In trying to get back into the habit of blogging again, I thought I’d share another short excerpt, another song from my writing playlist, though tonight I’m revising an outline. It’s always interesting when you’re partway through a story and the greatest plot twist pops into your head. That means some fast backtracking and figuring out how it’s going to affect the rest of the story. It’s going to be in a good way but it’s going to take some work.
Okay, so here’s one of the songs I’m listening to tonight because part of what I’m working on is a little sad – and the right kind of music puts me in the right frame of mind so…. Sad stuff it is.
And now for the excerpt for Steven, book two in the Men From the Double M series. A sweetheart, we first met him in Josh. Hope you enjoy it. 🙂
Steven sat in the waiting room, knees spread apart, forearms resting on them as he leaned forward, trying to ignore the fear that kept trying to take root in his belly. Across from him, his sister sat with her head resting on her husband’s shoulder. Occasionally, their eyes would meet and he’d smile, hoping he looked more hopeful than he felt.
He’d never liked hospitals or emergency rooms and he especially didn’t like them when someone he loved had been brought there in an ambulance. Not that he had any experience with it. He wished he didn’t now.

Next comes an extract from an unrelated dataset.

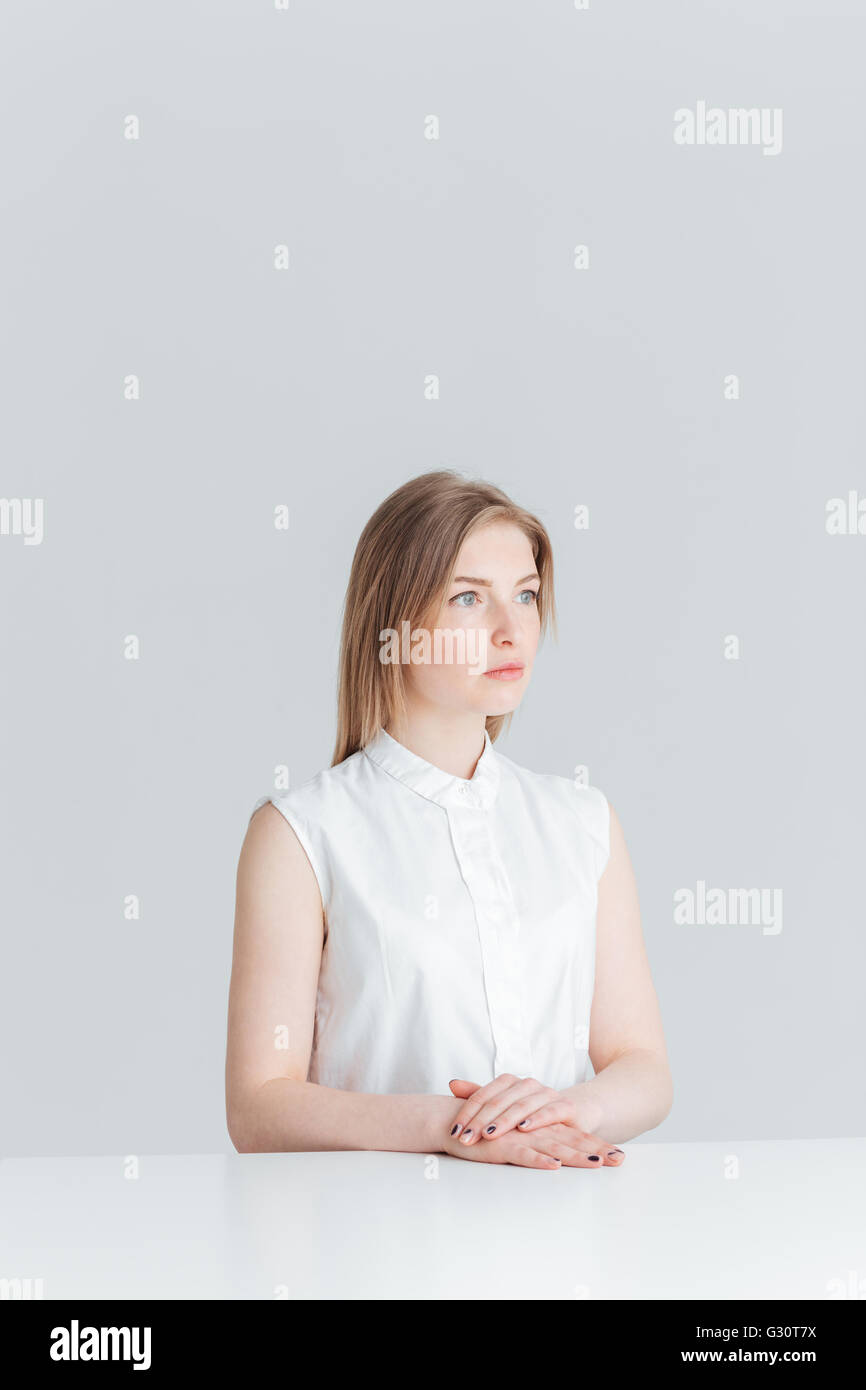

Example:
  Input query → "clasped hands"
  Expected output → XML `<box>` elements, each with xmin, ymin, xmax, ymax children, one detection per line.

When the call had come, shortly after lunch, he’d jumped in his truck and sped into town. He’d actually beaten the ambulance, had parked and was jogging toward the entrance when it came blaring in. In the space of a split second, he’d changed direction and hurried over there instead. He’d helped his mother down, wrapped his arms around her as they watched the paramedics pull the gurney with his father out.
He’d been banished to the waiting room shortly after that and had paced the long hall until Ainsley arrived from Lansing about half an hour later. Neil hadn’t been far behind and they’d all been sitting here for more than an hour now. Their mother texted that it looked like John Duncan had suffered a mild, possibly moderate heart attack.
“He’s not that old,” Ainsley whispered when he showed her the message on his phone.
And he wasn’t. Not even fifty yet, he seemed to be in good shape. He was trim and active, still farming almost two hundred acres and taking care of a handful of livestock—in addition to the milking business.
“He’ll be fine,” Steven told her because he couldn’t imagine the man who had raised them being anything else.
The fact that they didn’t know yet how serious it was—though it apparently wasn’t as bad as he’d originally feared—convinced him everything would be fine. A few weeks and things would be back to normal. He, his mother, and his sister would figure out what they had to do to keep him healthy from now on and that would be that. Steven wouldn’t have it any other way. He couldn’t. Not after seeing his father’s ghostly white face twisted in pain behind an oxygen mask. It was a sight that would haunt him forever.
“You don’t think he’ll die, do you?” Ainsley whispered, leaning closer to her husband. Neil put an arm around her shoulders and held her close as tears streamed down her cheeks.
“No. He’s not going to die.” And as the words left his mouth, he prayed they were true. He wasn’t ready to lose his dad. He wouldn’t ever be ready for that day.